At one point late in the bout, Merchant noted that Hernandez seemed like an aging fighter, but pointed out that a lot of that had to do with who was standing across from him.

"Hernandez has gotten old in this fight," Merchant said. "Old because he's in with a wonderful young fighter. You're seeing the thoroughbred in him come out right here."

Shortly before Rudy Hernandez opted to stop the bout after the eighth, Lampley was speculating whether Hernandez would want to surrender the belt while sitting on the stool.

Though Mayweather is now known mostly for his brilliant defensive acumen, Foreman said, "Sometimes your life is more important than a title belt, and this guy is hitting him." It was a nod to Mayweather's offense. 

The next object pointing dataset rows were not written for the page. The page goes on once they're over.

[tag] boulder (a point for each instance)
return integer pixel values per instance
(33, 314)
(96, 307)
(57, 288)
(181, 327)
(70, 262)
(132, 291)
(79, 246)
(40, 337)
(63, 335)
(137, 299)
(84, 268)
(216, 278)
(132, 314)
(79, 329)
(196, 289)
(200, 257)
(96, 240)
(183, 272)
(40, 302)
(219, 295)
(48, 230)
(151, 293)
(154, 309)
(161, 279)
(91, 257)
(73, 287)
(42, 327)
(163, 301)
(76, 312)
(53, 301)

He said a similar thing earlier as Mayweather had Hernandez pinned on the ropes and was firing at him. 

"The Mayweather kid is not backing up; maybe he should back up a little bit," Foreman said when Hernandez landed a rare counter hook.

Hernandez was a highly regarded fighter who was as tough as they come and whose only previous loss came at lightweight, a division higher, to Oscar De La Hoya.

But he was taking a brutal beating on this night and Foreman pointed out correctly it was because he was facing a potentially great opponent.

"In boxing, you're not going to run into many young Mayweather-type fighters," Foreman said. "Believe me, this guy is something special."

Mayweather has become one of the richest and most famous athletes in the world, but rarely has he performed the way he did that night, in his 18th pro bout, 16 years ago today.